Vertical marketing system (VMS)
A channel coordinated as one aligned system (through ownership, contract or power) rather than independent members, used to reduce conflict via consistent pricing, exclusives and aligned incentives.
Omnichannel retailing
The seamless integration of all channels (store, web, app, catalogue) so the customer moves frictionlessly across them — search, buy, collect and return in any channel — sharing data, inventory and identity. Distinct from multichannel, where channels run separately.
FAQ

Place: Channel Design and Omnichannel Retailing FAQ

What is the difference between omnichannel and multichannel?

Multichannel means a firm runs several channels (store, web, app) that operate SEPARATELY, each with its own stock and data. Omnichannel means those channels are INTEGRATED into one seamless experience sharing data, inventory and identity. The exam test is 'separate vs integrated' — describe a journey that crosses channels (e.g. buy-online-pick-up-in-store, return anywhere), not just 'we have a website and a shop'.

Which intermediaries take title to the goods?

Retailers and merchant wholesalers take title (legal ownership) — they buy and own the stock, bearing the risk. Agents and brokers do NOT take title; they only facilitate a sale for a commission. Confusing these is one of the most common factual slips in this chapter.

How do I match distribution intensity to a product?

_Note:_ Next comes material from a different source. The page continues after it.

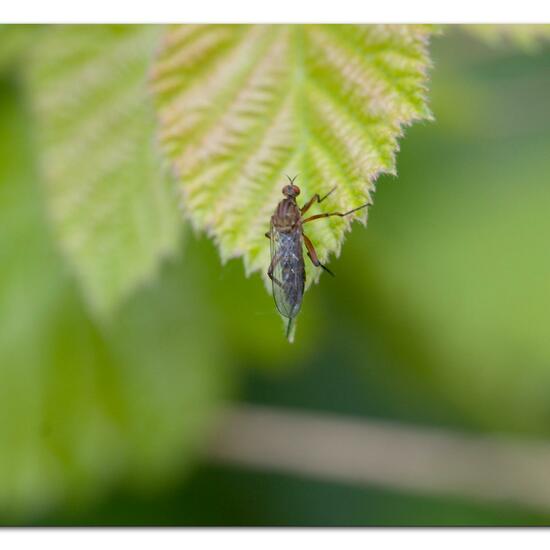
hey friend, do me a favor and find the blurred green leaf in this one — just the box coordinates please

Match coverage to the product class: convenience goods → intensive (everywhere), shopping goods → selective (some outlets), specialty/luxury goods → exclusive (one or very few outlets). Putting a luxury brand on intensive distribution destroys its prestige; putting a staple on exclusive distribution starves demand. Always justify the fit to the product class.

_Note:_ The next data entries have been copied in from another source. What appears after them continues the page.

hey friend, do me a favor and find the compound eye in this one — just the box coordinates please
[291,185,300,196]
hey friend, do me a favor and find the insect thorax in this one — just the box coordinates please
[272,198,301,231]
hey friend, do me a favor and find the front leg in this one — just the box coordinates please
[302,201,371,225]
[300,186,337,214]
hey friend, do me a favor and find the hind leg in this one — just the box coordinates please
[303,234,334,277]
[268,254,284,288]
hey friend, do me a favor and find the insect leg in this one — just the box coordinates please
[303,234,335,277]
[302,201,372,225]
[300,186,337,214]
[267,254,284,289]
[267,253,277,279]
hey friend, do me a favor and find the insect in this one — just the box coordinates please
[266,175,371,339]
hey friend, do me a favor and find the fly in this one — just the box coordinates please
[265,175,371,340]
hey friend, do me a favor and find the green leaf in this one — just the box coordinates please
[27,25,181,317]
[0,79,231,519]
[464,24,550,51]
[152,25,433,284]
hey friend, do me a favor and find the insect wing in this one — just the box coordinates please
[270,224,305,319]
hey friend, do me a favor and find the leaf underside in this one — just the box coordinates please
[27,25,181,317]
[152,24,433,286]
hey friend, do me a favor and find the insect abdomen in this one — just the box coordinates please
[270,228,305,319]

What is the difference between channel length and channel intensity?

They are two independent design axes. Length (vertical structure) is direct vs indirect — how many intermediary levels you use. Intensity (horizontal structure) is intensive/selective/exclusive — how many outlets at each level. A firm can be direct AND exclusive (one flagship store) or indirect AND intensive (a soft drink in every shop), so do not conflate them.

How should I handle a channel-conflict question (e.g. Tesla or Etsy)?

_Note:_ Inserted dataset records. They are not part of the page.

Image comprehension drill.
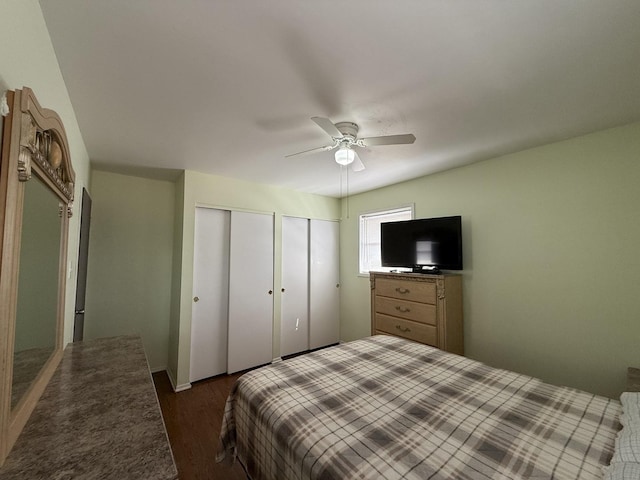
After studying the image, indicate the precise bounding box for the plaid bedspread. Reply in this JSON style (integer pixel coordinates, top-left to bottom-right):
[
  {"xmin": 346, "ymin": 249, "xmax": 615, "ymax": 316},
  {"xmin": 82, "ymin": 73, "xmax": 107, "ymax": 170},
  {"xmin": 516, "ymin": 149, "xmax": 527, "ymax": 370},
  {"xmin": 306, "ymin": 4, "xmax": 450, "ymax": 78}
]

Name the TYPE of conflict precisely — vertical (between different levels, e.g. a producer's own site undercutting its retailers) or horizontal (between members at the same level). Then recommend management via a vertical marketing system or partnership: consistent pricing across channels, exclusives or differentiated ranges, and aligned incentives. Cases like Tesla bypassing dealers want conflict analysis plus a SWOT of going direct, not just 'direct is cheaper'.

Is this study guide official or affiliated with the University of Newcastle?

No. AskSia is an independent study resource and is not affiliated with, endorsed by, or produced by the University of Newcastle. Always confirm assessment details and content against your official Canvas course outline.

Study strategy

Exam move

Treat Place as a design decision on two separate axes. First fix the channel LENGTH (direct vs indirect, counting levels) and weigh the trade-off — direct keeps margin, data and control; indirect buys reach and credibility but cedes both. Then fix the INTENSITY (intensive/selective/exclusive) by matching it to the product class from Weeks 5 and 7, and always justify the fit. Memorise the two reliable facts the exam tests as quick wins: merchant wholesalers take title while agents/brokers do not, and the three intermediary functions are transactional, logistical and facilitating. For conflict questions, name the type (vertical vs horizontal) before recommending a vertical marketing system or partnership. The headline concept is omnichannel: define it as the seamless INTEGRATION of channels (shared data and inventory) and contrast it with separate multichannel silos, then illustrate with a journey that crosses channels. Answer in the 'name it, apply it through the case evidence, justify it' structure, and link channel choices back to the rest of the 4Ps.